La langue : Terézia Mora, née en Hongrie en 1971 près de la frontière autrichienne, traductrice du hongrois vers l’allemand (notamment de Péter Esterhazy), fait bel et bien de la langue une frontière invisible capable de séparer et d’isoler les consciences. Une frontière, semble-t-il, tout aussi définitive et sans recours que celle qui passe « entre les vivants et les morts » et dont la romancière ne pouvait mieux figurer l’implacable réalité que par ce trait horizontal qui dès la première page du roman – Flora étant déjà morte – coupe la page en deux. La partie supérieure consacrée à Darius, bientôt en route vers la Hongrie jusqu’en Grèce en passant par l’Albanie, la Bulgarie, la Turquie et l’Arménie, retranscrit son agitation intérieure, ses éclats de fureur, ses souvenirs du passé qu’il revisite tels des « lieux intérieurs », mais aussi ses rencontres avec des compagnons de fortune, ainsi que ses soliloques avec celle dont il ne cesse d’halluciner la présence – moderne avatar d’Orphée, impuissant à ramener sa « bien-aimée » dans le monde des vivants. En contre-chant, la page inférieure elle – qui reste blanche jusqu’à la page 75 – donne à entendre le journal de cette figure de grande souffrance que fut Flora : notices médicamenteuses, extraits de traduction, citations, lectures (Thomas Bernhard, Jean Améry, László Németh), pensées et transcriptions de rêves. Toute une « étrange matière » (selon le titre d’un recueil de nouvelles, parcouru déjà par le spectre de la folie – Le Serpent à plumes, 2002) qui suinte la honte des origines, la culpabilité dévorante, l’angoisse d’abandon et la détresse de se voir devenir, malgré ses efforts pour s’arracher à cette descente aux enfers, ce qu’elle appelle « le monstre ».

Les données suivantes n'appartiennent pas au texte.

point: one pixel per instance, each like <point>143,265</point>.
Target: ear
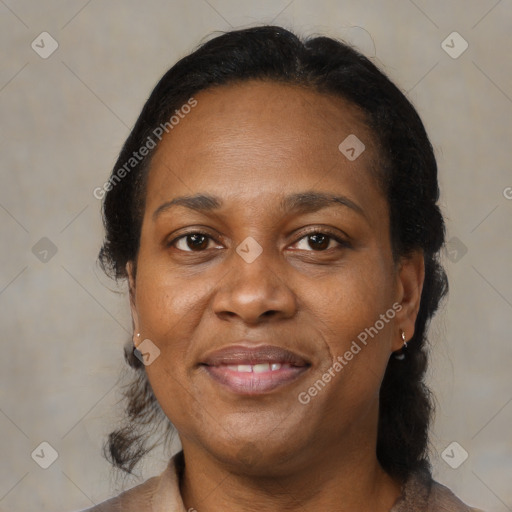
<point>130,271</point>
<point>410,276</point>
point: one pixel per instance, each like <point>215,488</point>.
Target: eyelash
<point>325,231</point>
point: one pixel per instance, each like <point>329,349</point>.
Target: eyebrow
<point>303,202</point>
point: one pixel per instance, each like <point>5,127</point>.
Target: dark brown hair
<point>407,174</point>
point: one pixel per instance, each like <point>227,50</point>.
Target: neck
<point>355,483</point>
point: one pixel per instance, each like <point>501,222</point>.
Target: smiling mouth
<point>253,371</point>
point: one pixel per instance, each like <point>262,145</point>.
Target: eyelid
<point>330,232</point>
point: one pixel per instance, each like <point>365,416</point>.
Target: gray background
<point>64,119</point>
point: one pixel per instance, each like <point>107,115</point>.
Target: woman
<point>274,211</point>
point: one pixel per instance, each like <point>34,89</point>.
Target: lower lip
<point>251,383</point>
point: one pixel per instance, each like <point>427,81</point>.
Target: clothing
<point>161,494</point>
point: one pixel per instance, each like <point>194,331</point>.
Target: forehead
<point>257,140</point>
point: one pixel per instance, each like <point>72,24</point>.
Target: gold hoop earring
<point>400,355</point>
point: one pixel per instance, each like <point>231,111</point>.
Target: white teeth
<point>260,368</point>
<point>256,368</point>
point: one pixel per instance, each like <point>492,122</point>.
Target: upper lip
<point>241,354</point>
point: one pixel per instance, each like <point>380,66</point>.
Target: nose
<point>254,292</point>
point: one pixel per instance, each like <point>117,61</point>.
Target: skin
<point>251,145</point>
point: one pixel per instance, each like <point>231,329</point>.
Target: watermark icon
<point>454,455</point>
<point>305,397</point>
<point>44,45</point>
<point>455,249</point>
<point>145,149</point>
<point>44,455</point>
<point>454,45</point>
<point>44,250</point>
<point>146,352</point>
<point>352,147</point>
<point>249,249</point>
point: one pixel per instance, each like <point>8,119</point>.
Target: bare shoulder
<point>443,499</point>
<point>137,499</point>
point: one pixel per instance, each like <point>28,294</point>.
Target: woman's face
<point>252,312</point>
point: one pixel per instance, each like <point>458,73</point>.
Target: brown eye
<point>192,242</point>
<point>319,241</point>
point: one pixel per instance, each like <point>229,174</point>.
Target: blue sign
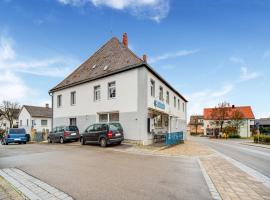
<point>159,104</point>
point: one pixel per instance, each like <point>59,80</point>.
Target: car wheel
<point>103,142</point>
<point>82,141</point>
<point>61,140</point>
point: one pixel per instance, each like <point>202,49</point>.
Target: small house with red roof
<point>245,129</point>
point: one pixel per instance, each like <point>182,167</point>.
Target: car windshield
<point>72,128</point>
<point>118,126</point>
<point>16,131</point>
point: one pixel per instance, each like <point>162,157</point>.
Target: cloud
<point>180,53</point>
<point>246,75</point>
<point>150,9</point>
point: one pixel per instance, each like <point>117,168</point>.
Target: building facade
<point>245,130</point>
<point>114,85</point>
<point>35,118</point>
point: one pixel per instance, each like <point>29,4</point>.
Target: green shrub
<point>262,139</point>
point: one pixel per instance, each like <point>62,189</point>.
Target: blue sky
<point>211,50</point>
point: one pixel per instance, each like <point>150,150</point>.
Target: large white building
<point>116,85</point>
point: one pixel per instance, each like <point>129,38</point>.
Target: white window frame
<point>59,100</point>
<point>73,98</point>
<point>111,87</point>
<point>97,88</point>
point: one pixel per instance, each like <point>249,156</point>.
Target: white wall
<point>125,101</point>
<point>23,116</point>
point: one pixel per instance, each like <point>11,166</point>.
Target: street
<point>254,157</point>
<point>91,172</point>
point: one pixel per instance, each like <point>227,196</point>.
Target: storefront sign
<point>159,104</point>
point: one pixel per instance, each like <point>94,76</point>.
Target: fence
<point>174,138</point>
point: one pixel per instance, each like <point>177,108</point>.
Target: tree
<point>220,114</point>
<point>237,119</point>
<point>8,110</point>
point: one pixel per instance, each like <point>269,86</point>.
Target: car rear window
<point>118,126</point>
<point>17,131</point>
<point>72,128</point>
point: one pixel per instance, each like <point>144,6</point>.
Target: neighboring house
<point>245,129</point>
<point>34,117</point>
<point>116,85</point>
<point>4,123</point>
<point>196,120</point>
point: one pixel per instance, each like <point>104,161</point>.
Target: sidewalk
<point>7,192</point>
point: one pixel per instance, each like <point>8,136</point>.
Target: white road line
<point>210,184</point>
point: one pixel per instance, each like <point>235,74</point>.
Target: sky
<point>210,51</point>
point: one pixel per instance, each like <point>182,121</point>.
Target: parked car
<point>14,135</point>
<point>64,134</point>
<point>103,134</point>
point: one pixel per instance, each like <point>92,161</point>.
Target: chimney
<point>145,58</point>
<point>125,40</point>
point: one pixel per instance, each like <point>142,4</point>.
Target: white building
<point>245,128</point>
<point>34,117</point>
<point>116,85</point>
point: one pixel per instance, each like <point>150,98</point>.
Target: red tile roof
<point>246,110</point>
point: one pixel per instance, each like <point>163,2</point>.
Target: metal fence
<point>174,138</point>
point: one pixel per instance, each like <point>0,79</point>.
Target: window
<point>44,122</point>
<point>161,93</point>
<point>114,117</point>
<point>72,121</point>
<point>109,117</point>
<point>97,93</point>
<point>167,97</point>
<point>111,90</point>
<point>183,105</point>
<point>103,117</point>
<point>152,88</point>
<point>73,98</point>
<point>59,100</point>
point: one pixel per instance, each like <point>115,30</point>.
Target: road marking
<point>210,184</point>
<point>32,188</point>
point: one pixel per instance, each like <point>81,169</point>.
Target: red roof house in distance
<point>248,120</point>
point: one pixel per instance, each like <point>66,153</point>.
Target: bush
<point>234,136</point>
<point>262,139</point>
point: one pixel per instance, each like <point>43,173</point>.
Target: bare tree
<point>8,110</point>
<point>220,114</point>
<point>237,119</point>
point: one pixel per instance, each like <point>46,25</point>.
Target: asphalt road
<point>254,157</point>
<point>90,172</point>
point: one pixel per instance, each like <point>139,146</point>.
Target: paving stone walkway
<point>231,182</point>
<point>7,192</point>
<point>31,187</point>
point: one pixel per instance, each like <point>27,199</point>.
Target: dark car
<point>64,134</point>
<point>14,135</point>
<point>103,134</point>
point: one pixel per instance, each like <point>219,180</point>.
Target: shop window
<point>73,98</point>
<point>97,93</point>
<point>168,97</point>
<point>161,93</point>
<point>111,90</point>
<point>152,88</point>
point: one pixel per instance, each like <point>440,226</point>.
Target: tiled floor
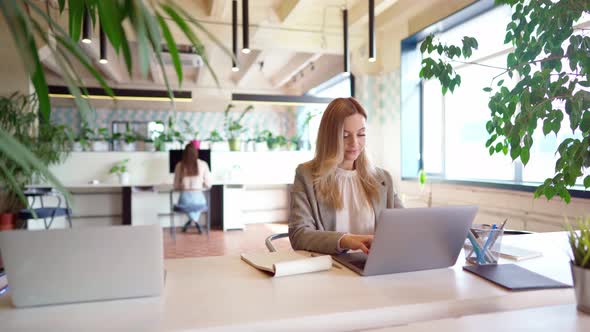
<point>220,243</point>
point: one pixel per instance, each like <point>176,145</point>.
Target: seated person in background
<point>337,196</point>
<point>191,175</point>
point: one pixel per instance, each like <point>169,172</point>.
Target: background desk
<point>220,293</point>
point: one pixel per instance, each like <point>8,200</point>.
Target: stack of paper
<point>286,263</point>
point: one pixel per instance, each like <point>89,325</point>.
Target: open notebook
<point>286,263</point>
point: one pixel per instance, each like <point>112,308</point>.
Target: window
<point>452,133</point>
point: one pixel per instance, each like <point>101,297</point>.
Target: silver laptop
<point>83,264</point>
<point>413,239</point>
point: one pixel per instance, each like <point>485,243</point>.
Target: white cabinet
<point>233,198</point>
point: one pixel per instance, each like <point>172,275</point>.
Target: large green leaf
<point>171,47</point>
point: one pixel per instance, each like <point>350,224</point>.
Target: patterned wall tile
<point>380,95</point>
<point>282,123</point>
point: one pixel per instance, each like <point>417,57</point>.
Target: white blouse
<point>195,182</point>
<point>357,215</point>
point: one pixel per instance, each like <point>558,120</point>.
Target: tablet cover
<point>514,277</point>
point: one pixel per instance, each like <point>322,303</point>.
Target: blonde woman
<point>337,196</point>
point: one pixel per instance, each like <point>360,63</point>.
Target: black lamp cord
<point>3,289</point>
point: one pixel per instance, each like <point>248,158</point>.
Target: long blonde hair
<point>329,153</point>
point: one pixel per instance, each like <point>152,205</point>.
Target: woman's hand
<point>356,242</point>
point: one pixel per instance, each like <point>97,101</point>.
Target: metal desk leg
<point>172,226</point>
<point>208,213</point>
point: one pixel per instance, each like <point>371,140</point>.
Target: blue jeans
<point>193,202</point>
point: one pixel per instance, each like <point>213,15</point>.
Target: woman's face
<point>354,137</point>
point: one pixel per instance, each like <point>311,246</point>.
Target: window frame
<point>412,115</point>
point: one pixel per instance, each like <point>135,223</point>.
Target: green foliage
<point>215,136</point>
<point>169,134</point>
<point>580,242</point>
<point>233,127</point>
<point>38,144</point>
<point>273,142</point>
<point>102,134</point>
<point>151,22</point>
<point>188,132</point>
<point>547,74</point>
<point>120,167</point>
<point>422,178</point>
<point>84,136</point>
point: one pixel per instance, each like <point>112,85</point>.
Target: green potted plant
<point>281,142</point>
<point>293,143</point>
<point>274,142</point>
<point>129,140</point>
<point>121,170</point>
<point>580,263</point>
<point>170,138</point>
<point>101,140</point>
<point>260,141</point>
<point>215,140</point>
<point>25,20</point>
<point>234,127</point>
<point>49,143</point>
<point>544,84</point>
<point>304,144</point>
<point>83,139</point>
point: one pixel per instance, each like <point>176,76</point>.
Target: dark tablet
<point>514,277</point>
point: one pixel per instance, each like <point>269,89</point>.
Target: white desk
<point>225,293</point>
<point>563,318</point>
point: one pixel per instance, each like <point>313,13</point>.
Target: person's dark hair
<point>189,164</point>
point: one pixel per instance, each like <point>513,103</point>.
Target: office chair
<point>186,209</point>
<point>273,237</point>
<point>47,213</point>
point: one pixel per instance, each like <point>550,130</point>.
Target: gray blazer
<point>312,223</point>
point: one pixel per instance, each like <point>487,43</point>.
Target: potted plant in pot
<point>129,141</point>
<point>580,264</point>
<point>234,127</point>
<point>83,139</point>
<point>293,144</point>
<point>260,141</point>
<point>189,134</point>
<point>49,143</point>
<point>216,141</point>
<point>101,140</point>
<point>120,169</point>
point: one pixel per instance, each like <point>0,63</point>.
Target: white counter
<point>264,175</point>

Mêlant les accents de l’élégie intime au souffle de l’épopée européenne, la force du livre, couronné par le Deutscher Buchpreis (2013), tient à la façon dont il traduit et réfléchit en différé un temps qui s’avère avoir toujours été désaccordé, devenu à la mort de Flora un temps scindé, fracturé en deux. Lorsqu’au bout de 590 pages, nous quittons Darius Kopp, il n’a toujours pas trouvé de lieu où enterrer sa femme, lui-même flottant au bord du vide – un lieu âpre où seuls les grands textes (et les grandes traductions) se risquent et tiennent bon.
Sophie Deltin

De rage et de douleur le monstre
De TÉrÉzia Mora
Traduit de l’allemand par Françoise Toraille,
Piranha éditions, 590 pages, 25

Aucun lieu, nulle part Par Sophie Deltin
Le Matricule des Anges n°167 , octobre 2015.